To decide if you want to see Gabe Polsky’s Red Army, think about how badly you want to see a documentary about the Soviet hockey team. As far as decision-making goes, it’s hard to get much easier than that. Red Army is exactly what it looks like, and it’s not a bad movie by any measure, but like so many documentaries, it’s difficult to truly get jazzed about unless you’ve already got an interest in the topic. There’s nothing in Polsky’s film that adds much to its basic premise, which is exactly what one might expect it to be. Expect lots of archival footage and lots of talking heads.
Occasionally, the film transcends its basic approach — or at least its stated one of illustrating life in the USSR via hockey — by touching on the complex nature of nationalism and occasionally delving into the complicated interpersonal relationships of the players and coaches. But these moments are short lived.
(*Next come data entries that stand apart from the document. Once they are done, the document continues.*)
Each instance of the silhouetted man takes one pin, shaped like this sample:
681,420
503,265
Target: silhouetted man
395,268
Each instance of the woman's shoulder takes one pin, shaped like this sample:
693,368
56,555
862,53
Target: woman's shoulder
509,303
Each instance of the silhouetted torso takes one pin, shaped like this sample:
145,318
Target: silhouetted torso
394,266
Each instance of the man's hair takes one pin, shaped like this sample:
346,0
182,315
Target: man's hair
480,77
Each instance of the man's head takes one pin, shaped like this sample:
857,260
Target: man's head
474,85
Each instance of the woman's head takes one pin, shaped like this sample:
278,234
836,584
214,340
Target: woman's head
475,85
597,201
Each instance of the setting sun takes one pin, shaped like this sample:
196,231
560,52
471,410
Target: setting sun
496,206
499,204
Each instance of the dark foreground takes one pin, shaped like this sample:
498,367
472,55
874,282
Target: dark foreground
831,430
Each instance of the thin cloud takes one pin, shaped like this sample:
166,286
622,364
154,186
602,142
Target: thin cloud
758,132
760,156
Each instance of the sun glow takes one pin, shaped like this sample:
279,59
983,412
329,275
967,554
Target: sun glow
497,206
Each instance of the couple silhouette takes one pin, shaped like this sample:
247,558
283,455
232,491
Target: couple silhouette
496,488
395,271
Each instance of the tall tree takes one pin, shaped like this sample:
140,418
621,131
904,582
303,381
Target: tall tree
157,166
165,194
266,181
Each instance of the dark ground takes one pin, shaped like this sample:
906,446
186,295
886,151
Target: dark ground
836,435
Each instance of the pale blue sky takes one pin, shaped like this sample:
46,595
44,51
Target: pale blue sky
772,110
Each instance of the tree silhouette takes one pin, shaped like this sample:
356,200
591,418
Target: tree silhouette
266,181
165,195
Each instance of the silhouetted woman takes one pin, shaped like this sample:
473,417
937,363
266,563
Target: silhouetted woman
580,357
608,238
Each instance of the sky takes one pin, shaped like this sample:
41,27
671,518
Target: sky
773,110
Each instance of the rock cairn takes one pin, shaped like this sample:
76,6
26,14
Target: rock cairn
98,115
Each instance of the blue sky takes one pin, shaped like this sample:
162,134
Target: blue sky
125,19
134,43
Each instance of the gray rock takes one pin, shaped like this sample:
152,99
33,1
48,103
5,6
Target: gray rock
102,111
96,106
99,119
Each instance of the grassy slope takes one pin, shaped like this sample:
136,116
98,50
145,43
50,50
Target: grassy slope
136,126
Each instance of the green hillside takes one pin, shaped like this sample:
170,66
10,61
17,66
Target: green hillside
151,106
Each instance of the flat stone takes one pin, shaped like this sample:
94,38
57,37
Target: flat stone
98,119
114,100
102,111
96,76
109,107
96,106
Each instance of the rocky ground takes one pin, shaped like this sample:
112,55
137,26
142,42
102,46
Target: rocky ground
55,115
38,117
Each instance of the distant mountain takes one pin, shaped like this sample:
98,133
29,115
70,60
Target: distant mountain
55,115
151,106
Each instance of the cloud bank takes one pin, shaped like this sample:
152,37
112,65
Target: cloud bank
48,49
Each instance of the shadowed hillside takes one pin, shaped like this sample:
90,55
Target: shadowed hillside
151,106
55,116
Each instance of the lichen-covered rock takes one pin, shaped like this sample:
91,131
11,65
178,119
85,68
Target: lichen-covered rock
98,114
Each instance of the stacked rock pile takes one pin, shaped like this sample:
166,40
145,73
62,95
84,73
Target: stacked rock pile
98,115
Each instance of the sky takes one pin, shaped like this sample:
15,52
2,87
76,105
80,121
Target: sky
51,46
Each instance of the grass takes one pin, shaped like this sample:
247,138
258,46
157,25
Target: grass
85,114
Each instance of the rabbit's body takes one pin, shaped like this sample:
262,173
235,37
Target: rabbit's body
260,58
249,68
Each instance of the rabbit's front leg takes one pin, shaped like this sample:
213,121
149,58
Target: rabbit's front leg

Instead, Red Army wants to work as a history — and a very straightforward one at that — only giving facts and perspectives around said facts by the people involved. Yes, it’s informative, but only if you’re already in the frame of mind to care.
Beyond this, some strange filmmaking decisions get made along the way. There’s this tendency for the director — via disembodied voice — to ask seemingly dumb questions as a means of self-deprecation and cheap laughs, but it gets old after the first time it happens. Then there are these moments where Polsky believes something of great emotional resonance is happening during an interview, and he’ll have the camera track in closer to the subject for some sort of maximum impact. Honestly, it’s striking the first time it happens, and it’s obvious that Polsky wants to do something more interesting cinematically with his interview footage, but it gets sillier and more distracting the more often it happens. Just the idea of some guy scooting a camera into the face of a giant Russian defenseman who’s on the verge of tears as he recounts some sad personal moment in his life is pretty ridiculous by itself. Again, none of this is likely to be a distraction if you’re into what the movie wants to say, but it’s an easy distraction if the film hasn’t already engaged you. Rated PG for thematic material and language.